Why couldn’t we know this? We couldn’t know because our model – our button collecting model – contains no information whatever about causes. We have modeled the changes, the effects, and some of the rules we could discover. We don’t know why and under what circumstances and motivations the Button Collector adds or subtracts buttons – we don’t really understand the process – BC’s button collecting – because we have no data about the causes of the effects we can observe or the rules we can deduce.
And, because we know nothing about causes in our process, our model of the process, being magnificently incomplete, can make no useful predictions whatever from existing measurements.
If we were able to discover the causes effective in the process, and their relative strengths, relationships and conditions, we could improve our model of the process.
Back we go to The Button Collector and under a little stronger persuasion he reveals that he has a secret formula for determining whether or not to add or subtract the numbers of buttons previously observed and a formula for determining this. Armed with this secret formula, which is precise and immutable, we can now adjust our model of this button collecting process.

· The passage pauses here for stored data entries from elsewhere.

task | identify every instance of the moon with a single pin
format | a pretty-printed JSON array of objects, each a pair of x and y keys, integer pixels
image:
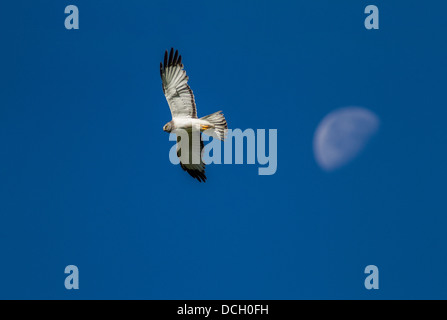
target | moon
[{"x": 342, "y": 135}]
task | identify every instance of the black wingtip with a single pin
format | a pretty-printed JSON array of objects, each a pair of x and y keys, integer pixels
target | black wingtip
[{"x": 171, "y": 56}]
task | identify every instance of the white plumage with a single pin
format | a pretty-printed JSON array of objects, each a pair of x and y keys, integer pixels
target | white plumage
[{"x": 184, "y": 115}]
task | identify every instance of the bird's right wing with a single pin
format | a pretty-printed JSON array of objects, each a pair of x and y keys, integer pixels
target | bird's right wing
[{"x": 175, "y": 86}]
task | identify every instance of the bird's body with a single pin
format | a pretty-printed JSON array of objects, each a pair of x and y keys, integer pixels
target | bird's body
[{"x": 184, "y": 116}]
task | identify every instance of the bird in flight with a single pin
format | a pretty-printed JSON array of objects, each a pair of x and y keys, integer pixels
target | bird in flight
[{"x": 184, "y": 116}]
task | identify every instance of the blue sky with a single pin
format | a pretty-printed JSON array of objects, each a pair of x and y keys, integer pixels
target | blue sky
[{"x": 85, "y": 177}]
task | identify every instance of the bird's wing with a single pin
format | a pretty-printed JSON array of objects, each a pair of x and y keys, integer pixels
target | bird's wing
[
  {"x": 175, "y": 86},
  {"x": 195, "y": 148}
]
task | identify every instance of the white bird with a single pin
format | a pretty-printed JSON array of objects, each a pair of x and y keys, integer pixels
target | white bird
[{"x": 184, "y": 115}]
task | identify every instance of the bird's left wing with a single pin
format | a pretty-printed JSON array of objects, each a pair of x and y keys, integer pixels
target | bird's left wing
[
  {"x": 175, "y": 86},
  {"x": 192, "y": 150}
]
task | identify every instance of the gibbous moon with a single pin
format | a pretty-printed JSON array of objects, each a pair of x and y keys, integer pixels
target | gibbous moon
[{"x": 342, "y": 135}]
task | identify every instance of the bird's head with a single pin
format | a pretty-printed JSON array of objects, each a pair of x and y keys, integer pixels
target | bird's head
[{"x": 168, "y": 127}]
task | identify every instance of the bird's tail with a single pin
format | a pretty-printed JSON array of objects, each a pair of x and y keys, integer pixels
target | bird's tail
[{"x": 217, "y": 119}]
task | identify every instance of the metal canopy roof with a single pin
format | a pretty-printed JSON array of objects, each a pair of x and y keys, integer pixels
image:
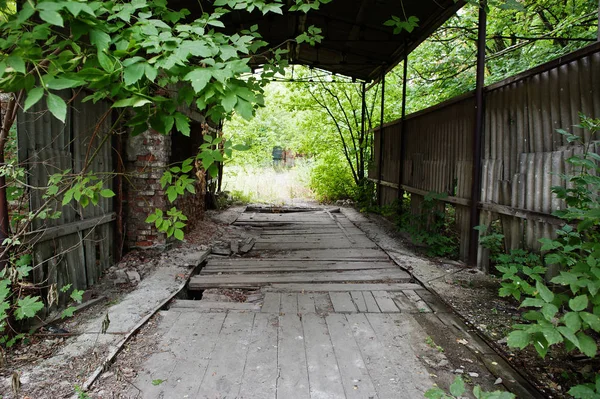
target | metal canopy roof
[{"x": 356, "y": 43}]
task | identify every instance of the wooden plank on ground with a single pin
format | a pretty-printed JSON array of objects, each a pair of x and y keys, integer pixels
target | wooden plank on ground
[
  {"x": 329, "y": 244},
  {"x": 291, "y": 358},
  {"x": 223, "y": 377},
  {"x": 289, "y": 303},
  {"x": 384, "y": 374},
  {"x": 404, "y": 304},
  {"x": 323, "y": 372},
  {"x": 355, "y": 376},
  {"x": 257, "y": 267},
  {"x": 186, "y": 305},
  {"x": 339, "y": 255},
  {"x": 260, "y": 373},
  {"x": 322, "y": 303},
  {"x": 192, "y": 355},
  {"x": 416, "y": 299},
  {"x": 342, "y": 302},
  {"x": 395, "y": 332},
  {"x": 306, "y": 303},
  {"x": 385, "y": 302},
  {"x": 370, "y": 302},
  {"x": 257, "y": 280},
  {"x": 324, "y": 287},
  {"x": 359, "y": 300},
  {"x": 271, "y": 303}
]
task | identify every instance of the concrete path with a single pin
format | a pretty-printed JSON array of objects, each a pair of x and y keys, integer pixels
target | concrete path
[{"x": 338, "y": 319}]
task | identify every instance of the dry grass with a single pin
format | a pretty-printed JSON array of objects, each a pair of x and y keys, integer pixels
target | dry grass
[{"x": 268, "y": 185}]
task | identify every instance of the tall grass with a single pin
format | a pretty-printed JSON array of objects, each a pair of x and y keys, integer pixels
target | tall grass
[{"x": 269, "y": 185}]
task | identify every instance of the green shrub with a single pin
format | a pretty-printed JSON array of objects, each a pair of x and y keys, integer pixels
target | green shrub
[
  {"x": 331, "y": 179},
  {"x": 568, "y": 312}
]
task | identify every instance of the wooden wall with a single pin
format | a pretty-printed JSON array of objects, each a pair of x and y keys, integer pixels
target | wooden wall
[
  {"x": 522, "y": 154},
  {"x": 77, "y": 247}
]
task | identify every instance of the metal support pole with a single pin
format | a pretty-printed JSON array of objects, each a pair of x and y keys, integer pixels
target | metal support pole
[
  {"x": 478, "y": 134},
  {"x": 403, "y": 127},
  {"x": 381, "y": 138},
  {"x": 361, "y": 142}
]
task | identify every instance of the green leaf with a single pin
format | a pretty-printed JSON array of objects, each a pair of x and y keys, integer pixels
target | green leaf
[
  {"x": 63, "y": 83},
  {"x": 68, "y": 312},
  {"x": 107, "y": 193},
  {"x": 587, "y": 345},
  {"x": 182, "y": 124},
  {"x": 578, "y": 303},
  {"x": 518, "y": 339},
  {"x": 57, "y": 107},
  {"x": 544, "y": 292},
  {"x": 16, "y": 63},
  {"x": 572, "y": 321},
  {"x": 27, "y": 307},
  {"x": 33, "y": 97},
  {"x": 458, "y": 387},
  {"x": 229, "y": 102},
  {"x": 244, "y": 108},
  {"x": 199, "y": 78},
  {"x": 52, "y": 17},
  {"x": 77, "y": 295},
  {"x": 179, "y": 234},
  {"x": 592, "y": 320},
  {"x": 133, "y": 73}
]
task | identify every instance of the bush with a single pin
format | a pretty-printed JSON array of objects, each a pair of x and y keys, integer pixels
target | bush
[{"x": 331, "y": 179}]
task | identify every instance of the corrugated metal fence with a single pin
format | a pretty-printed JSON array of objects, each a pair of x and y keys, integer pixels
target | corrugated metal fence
[
  {"x": 522, "y": 154},
  {"x": 78, "y": 246}
]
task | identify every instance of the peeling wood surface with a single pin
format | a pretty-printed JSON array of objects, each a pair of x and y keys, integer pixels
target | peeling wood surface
[{"x": 325, "y": 328}]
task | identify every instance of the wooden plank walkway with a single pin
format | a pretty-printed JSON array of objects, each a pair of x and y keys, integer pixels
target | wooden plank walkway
[{"x": 333, "y": 322}]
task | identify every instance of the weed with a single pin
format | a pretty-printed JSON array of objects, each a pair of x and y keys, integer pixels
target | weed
[{"x": 431, "y": 343}]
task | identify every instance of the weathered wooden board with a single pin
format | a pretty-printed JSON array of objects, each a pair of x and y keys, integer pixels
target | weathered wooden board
[
  {"x": 223, "y": 376},
  {"x": 242, "y": 280},
  {"x": 323, "y": 372},
  {"x": 385, "y": 302},
  {"x": 324, "y": 287},
  {"x": 327, "y": 254},
  {"x": 260, "y": 372},
  {"x": 291, "y": 359},
  {"x": 342, "y": 302},
  {"x": 355, "y": 376}
]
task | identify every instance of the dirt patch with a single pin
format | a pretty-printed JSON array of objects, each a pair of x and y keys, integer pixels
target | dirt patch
[{"x": 474, "y": 296}]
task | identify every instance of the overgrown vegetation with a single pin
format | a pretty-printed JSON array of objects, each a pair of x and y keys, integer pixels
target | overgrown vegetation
[
  {"x": 433, "y": 227},
  {"x": 566, "y": 311}
]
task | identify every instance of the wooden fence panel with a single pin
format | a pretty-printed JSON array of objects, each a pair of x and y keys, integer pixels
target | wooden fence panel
[
  {"x": 522, "y": 155},
  {"x": 77, "y": 247}
]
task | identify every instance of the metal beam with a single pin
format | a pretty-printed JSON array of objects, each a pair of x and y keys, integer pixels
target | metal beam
[
  {"x": 403, "y": 128},
  {"x": 381, "y": 137},
  {"x": 478, "y": 133}
]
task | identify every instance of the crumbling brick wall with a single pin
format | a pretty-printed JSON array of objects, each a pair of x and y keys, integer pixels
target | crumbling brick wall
[{"x": 148, "y": 155}]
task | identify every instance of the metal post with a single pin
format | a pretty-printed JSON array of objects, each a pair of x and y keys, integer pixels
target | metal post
[
  {"x": 361, "y": 142},
  {"x": 478, "y": 134},
  {"x": 403, "y": 127},
  {"x": 379, "y": 199}
]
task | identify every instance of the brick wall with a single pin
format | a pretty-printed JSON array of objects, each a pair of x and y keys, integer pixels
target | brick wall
[{"x": 148, "y": 155}]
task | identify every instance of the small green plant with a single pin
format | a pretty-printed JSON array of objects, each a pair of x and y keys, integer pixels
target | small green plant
[
  {"x": 432, "y": 227},
  {"x": 568, "y": 311},
  {"x": 431, "y": 343},
  {"x": 458, "y": 389},
  {"x": 81, "y": 394},
  {"x": 520, "y": 271}
]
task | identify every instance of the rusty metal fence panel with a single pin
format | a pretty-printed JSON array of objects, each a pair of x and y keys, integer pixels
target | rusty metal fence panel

Testing our new, improved, and finally adjusted model, we run it again, pretending it is Wednesday, and see if it predicts Friday’s value. BINGO! ONLY NOW does it give us an accurate prediction of 118 (the already known actual value) – a perfect prediction of a simple, basic, wholly deterministic (if tricky and secret) process by which my eccentric acquaintance adds and subtracts buttons from his collection.
What can and must we learn from this exercise?
1. No statistical trend, no matter how precisely calculated, regardless of its apparent precision or length, has any effect whatever on future values of a data set – never, never and never. Statistical trends, like the data of which they are created, are effects. They are not causes.
2. Models, not trends, can predict, project, or inform about possible futures, to some sort of accuracy. Models must include all of the causative agents involved which must be modeled correctly for relative effects. It takes a complete, correct and accurate model of a process to reliably predict real world outcomes of that process. Models can and should be tested by their abilities to correctly predict already known values within a data set of the process and then tested again against a real world future. Models also are not themselves causes.
3. Future values of a thing represented by a metric in data set output from a model are caused only by the underlying process being modeled–only the actual process itself is a causative agent and only the actual process determines future real world results.
PS: If you think that this was a silly exercise that didn’t need to be done, you haven’t read the comments section at my essay at Dot Earth. It never hurts to take a quick pass over the basics once in a while.
# # # # #